Zgłosił fałszywy napad, odpowie przed sądem
„Kłamstwo ma krótkie nogi” o prawdziwości tej maksymy przekonał się 23-latek, zatrzymany przez radziejowskich kryminalnych. Mężczyzna zgłosił fikcyjny napad oraz kradzież pieniędzy. Sprawa się wydała i trafił do policyjnego ...
„Kłamstwo ma krótkie nogi” o prawdziwości tej maksymy przekonał się 23-latek, zatrzymany przez radziejowskich kryminalnych. Mężczyzna zgłosił fikcyjny napad oraz kradzież pieniędzy. Sprawa się wydała i trafił do policyjnego aresztu.

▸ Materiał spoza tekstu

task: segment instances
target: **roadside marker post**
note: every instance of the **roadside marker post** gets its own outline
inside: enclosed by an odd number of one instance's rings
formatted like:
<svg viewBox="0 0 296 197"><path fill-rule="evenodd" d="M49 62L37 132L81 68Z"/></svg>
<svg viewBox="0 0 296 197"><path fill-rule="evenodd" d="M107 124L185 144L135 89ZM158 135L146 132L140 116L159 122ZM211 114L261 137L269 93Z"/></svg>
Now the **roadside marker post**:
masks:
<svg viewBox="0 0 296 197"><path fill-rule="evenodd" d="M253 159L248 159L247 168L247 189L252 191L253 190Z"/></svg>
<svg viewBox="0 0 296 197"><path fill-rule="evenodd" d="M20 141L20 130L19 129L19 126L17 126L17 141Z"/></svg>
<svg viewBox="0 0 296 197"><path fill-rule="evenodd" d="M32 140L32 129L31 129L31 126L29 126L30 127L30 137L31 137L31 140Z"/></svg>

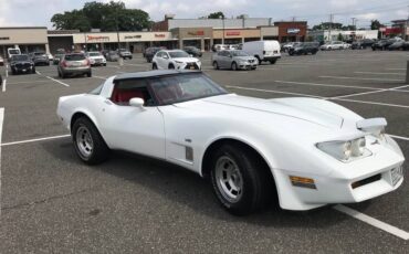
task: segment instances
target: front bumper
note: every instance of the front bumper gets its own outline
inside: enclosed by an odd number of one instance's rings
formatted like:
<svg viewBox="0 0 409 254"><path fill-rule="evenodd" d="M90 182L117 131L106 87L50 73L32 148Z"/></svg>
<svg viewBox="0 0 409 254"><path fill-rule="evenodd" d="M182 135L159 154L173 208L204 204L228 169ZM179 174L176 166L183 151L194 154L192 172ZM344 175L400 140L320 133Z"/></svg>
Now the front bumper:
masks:
<svg viewBox="0 0 409 254"><path fill-rule="evenodd" d="M310 210L329 203L356 203L398 189L403 182L403 173L398 173L397 180L392 170L402 169L405 158L390 149L377 149L367 158L325 166L333 169L326 176L274 169L281 207ZM314 179L315 189L294 186L291 176Z"/></svg>

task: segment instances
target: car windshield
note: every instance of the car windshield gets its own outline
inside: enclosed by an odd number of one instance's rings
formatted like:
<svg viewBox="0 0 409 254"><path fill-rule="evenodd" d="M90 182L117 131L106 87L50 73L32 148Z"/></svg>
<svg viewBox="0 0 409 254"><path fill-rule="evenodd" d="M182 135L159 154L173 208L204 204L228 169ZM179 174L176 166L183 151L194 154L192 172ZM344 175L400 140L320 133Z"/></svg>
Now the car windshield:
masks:
<svg viewBox="0 0 409 254"><path fill-rule="evenodd" d="M90 56L99 56L99 52L90 52Z"/></svg>
<svg viewBox="0 0 409 254"><path fill-rule="evenodd" d="M170 51L169 55L172 59L189 57L189 54L186 53L185 51Z"/></svg>
<svg viewBox="0 0 409 254"><path fill-rule="evenodd" d="M227 94L221 86L201 73L159 76L151 78L149 83L160 105Z"/></svg>
<svg viewBox="0 0 409 254"><path fill-rule="evenodd" d="M20 54L20 51L19 50L9 50L9 53L12 54L12 55L17 55L17 54Z"/></svg>
<svg viewBox="0 0 409 254"><path fill-rule="evenodd" d="M29 61L28 55L13 55L12 61Z"/></svg>
<svg viewBox="0 0 409 254"><path fill-rule="evenodd" d="M82 61L82 60L85 60L85 55L83 55L83 54L72 54L72 55L65 55L64 59L66 61Z"/></svg>
<svg viewBox="0 0 409 254"><path fill-rule="evenodd" d="M249 56L244 51L230 51L233 56Z"/></svg>

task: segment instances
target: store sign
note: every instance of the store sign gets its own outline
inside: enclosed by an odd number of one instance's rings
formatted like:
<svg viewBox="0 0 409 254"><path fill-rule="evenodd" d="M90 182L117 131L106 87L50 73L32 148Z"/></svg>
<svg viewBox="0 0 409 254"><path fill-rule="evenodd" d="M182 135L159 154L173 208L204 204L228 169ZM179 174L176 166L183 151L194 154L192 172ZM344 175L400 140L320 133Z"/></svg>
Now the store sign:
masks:
<svg viewBox="0 0 409 254"><path fill-rule="evenodd" d="M86 41L87 42L108 42L109 41L109 36L86 35Z"/></svg>
<svg viewBox="0 0 409 254"><path fill-rule="evenodd" d="M240 31L228 31L228 32L226 32L226 35L228 35L228 36L237 36L237 35L240 35Z"/></svg>
<svg viewBox="0 0 409 254"><path fill-rule="evenodd" d="M287 33L289 34L297 34L297 33L300 33L300 29L287 29Z"/></svg>
<svg viewBox="0 0 409 254"><path fill-rule="evenodd" d="M138 35L125 35L125 40L133 40L133 39L140 39L141 35L138 34Z"/></svg>
<svg viewBox="0 0 409 254"><path fill-rule="evenodd" d="M188 35L192 35L192 36L203 36L204 35L204 31L193 31L193 32L191 32L191 31L189 31L188 32Z"/></svg>

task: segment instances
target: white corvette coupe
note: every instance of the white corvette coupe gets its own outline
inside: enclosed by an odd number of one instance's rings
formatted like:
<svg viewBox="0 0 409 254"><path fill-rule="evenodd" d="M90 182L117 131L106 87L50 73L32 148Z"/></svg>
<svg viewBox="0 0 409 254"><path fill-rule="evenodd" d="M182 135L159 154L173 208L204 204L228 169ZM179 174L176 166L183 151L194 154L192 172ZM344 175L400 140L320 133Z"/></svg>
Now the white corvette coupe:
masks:
<svg viewBox="0 0 409 254"><path fill-rule="evenodd" d="M201 62L185 51L158 51L151 60L151 68L201 70Z"/></svg>
<svg viewBox="0 0 409 254"><path fill-rule="evenodd" d="M84 162L115 149L179 165L209 178L233 214L274 198L287 210L360 202L403 181L405 158L384 118L323 99L229 94L201 72L113 76L61 97L57 116Z"/></svg>

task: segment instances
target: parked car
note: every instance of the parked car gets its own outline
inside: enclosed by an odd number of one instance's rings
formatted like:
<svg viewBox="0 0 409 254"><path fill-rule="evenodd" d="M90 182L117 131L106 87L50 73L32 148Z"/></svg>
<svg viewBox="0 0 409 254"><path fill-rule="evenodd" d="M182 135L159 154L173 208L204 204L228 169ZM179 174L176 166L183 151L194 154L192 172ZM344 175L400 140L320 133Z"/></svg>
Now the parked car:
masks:
<svg viewBox="0 0 409 254"><path fill-rule="evenodd" d="M348 49L348 44L342 41L331 41L326 42L324 45L322 45L319 49L322 51L332 51L332 50L346 50Z"/></svg>
<svg viewBox="0 0 409 254"><path fill-rule="evenodd" d="M10 68L13 75L19 73L35 73L34 62L27 54L12 55Z"/></svg>
<svg viewBox="0 0 409 254"><path fill-rule="evenodd" d="M13 55L21 55L21 51L19 47L7 49L7 59L10 60Z"/></svg>
<svg viewBox="0 0 409 254"><path fill-rule="evenodd" d="M126 60L126 59L132 60L132 57L133 57L132 53L126 49L119 49L118 50L118 55L120 57L123 57L124 60Z"/></svg>
<svg viewBox="0 0 409 254"><path fill-rule="evenodd" d="M196 46L185 46L183 51L195 57L201 57L202 55L201 51Z"/></svg>
<svg viewBox="0 0 409 254"><path fill-rule="evenodd" d="M45 52L33 52L30 53L31 60L34 62L34 65L50 65L49 56Z"/></svg>
<svg viewBox="0 0 409 254"><path fill-rule="evenodd" d="M304 42L300 43L294 47L289 49L290 55L306 55L313 54L315 55L319 51L319 44L314 42Z"/></svg>
<svg viewBox="0 0 409 254"><path fill-rule="evenodd" d="M59 64L59 63L60 63L61 57L62 57L64 54L65 54L65 50L64 50L64 49L59 49L59 50L56 50L56 53L54 54L53 64Z"/></svg>
<svg viewBox="0 0 409 254"><path fill-rule="evenodd" d="M395 42L398 42L398 41L402 41L401 39L398 39L398 38L394 38L394 39L384 39L384 40L380 40L376 43L374 43L371 45L373 47L373 51L376 51L376 50L381 50L381 51L385 51L387 50L391 44L394 44Z"/></svg>
<svg viewBox="0 0 409 254"><path fill-rule="evenodd" d="M375 40L364 39L364 40L353 42L350 49L365 50L367 47L370 47L374 43L375 43Z"/></svg>
<svg viewBox="0 0 409 254"><path fill-rule="evenodd" d="M116 51L109 51L107 54L106 54L106 61L109 61L109 62L117 62L119 59L119 55Z"/></svg>
<svg viewBox="0 0 409 254"><path fill-rule="evenodd" d="M158 51L151 62L154 70L201 70L201 62L181 50Z"/></svg>
<svg viewBox="0 0 409 254"><path fill-rule="evenodd" d="M289 43L285 43L283 46L282 46L282 50L284 52L290 52L291 49L294 49L298 45L301 45L302 42L289 42Z"/></svg>
<svg viewBox="0 0 409 254"><path fill-rule="evenodd" d="M405 46L405 41L397 41L397 42L394 42L392 44L390 44L388 46L388 50L389 51L402 51L403 50L403 46Z"/></svg>
<svg viewBox="0 0 409 254"><path fill-rule="evenodd" d="M219 51L211 57L211 63L214 70L219 68L231 68L238 70L255 70L258 66L258 60L245 53L244 51Z"/></svg>
<svg viewBox="0 0 409 254"><path fill-rule="evenodd" d="M259 64L262 62L275 62L281 59L280 43L277 41L252 41L243 43L243 51L258 59Z"/></svg>
<svg viewBox="0 0 409 254"><path fill-rule="evenodd" d="M318 98L229 94L201 72L112 76L88 95L60 97L56 114L84 163L111 150L166 160L209 179L238 215L275 197L297 211L361 202L403 182L405 157L385 118Z"/></svg>
<svg viewBox="0 0 409 254"><path fill-rule="evenodd" d="M151 63L151 60L154 59L154 55L156 52L160 51L161 47L159 46L151 46L145 50L145 59L148 63Z"/></svg>
<svg viewBox="0 0 409 254"><path fill-rule="evenodd" d="M106 66L106 59L98 51L91 51L85 54L90 60L91 66L103 65Z"/></svg>
<svg viewBox="0 0 409 254"><path fill-rule="evenodd" d="M59 63L59 76L65 78L74 75L92 76L91 62L82 53L64 54Z"/></svg>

Cała sprawa zaczęła się 25 marca br., kiedy to 23-letni mieszkaniec powiatu inowrocławskiego zgłosił napad i kradzież pieniędzy. Powiedział, że w Borucinku, przy drodze krajowej nr 62, gdy zatrzymał się na poboczu, napadło go kilku mężczyzn. Sprawcy mieli zabrać kilka tysięcy firmowych pieniędzy, telefon komórkowy, oraz dokumenty osobiste pokrzywdzonego. Już w chwili przyjmowania zgłoszenia, sprawa wydawała się mundurowym podejrzana. Zaczęli drobiazgowo sprawdzać wszystkie szczegóły, przesłuchiwać świadków. Gromadzony materiał dowodowy, upewnił ich, że do przestępstwa nie doszło. W trakcie przeszukania jego mieszkania odnaleziono ukryte dokumenty, które rzekomo miały zginąć podczas napadu. Mężczyzna został zatrzymany i przewieziony do policyjnego aresztu. Jak ustalili policjanci sprawca za skradzione pieniądze kupił sobie samochód, telefon komórkowy a pozostałą gotówkę wydał na „przyjemności”. Wczoraj usłyszał zarzut przywłaszczenia pieniędzy , a wkrótce dojdą jeszcze zarzuty za zgłoszenie o przestępstwie, którego nie popełniono oraz fałszywe zeznania. Na poczet przyszłej kary śledczy zabezpieczyli samochód oraz komórkę 23-latka.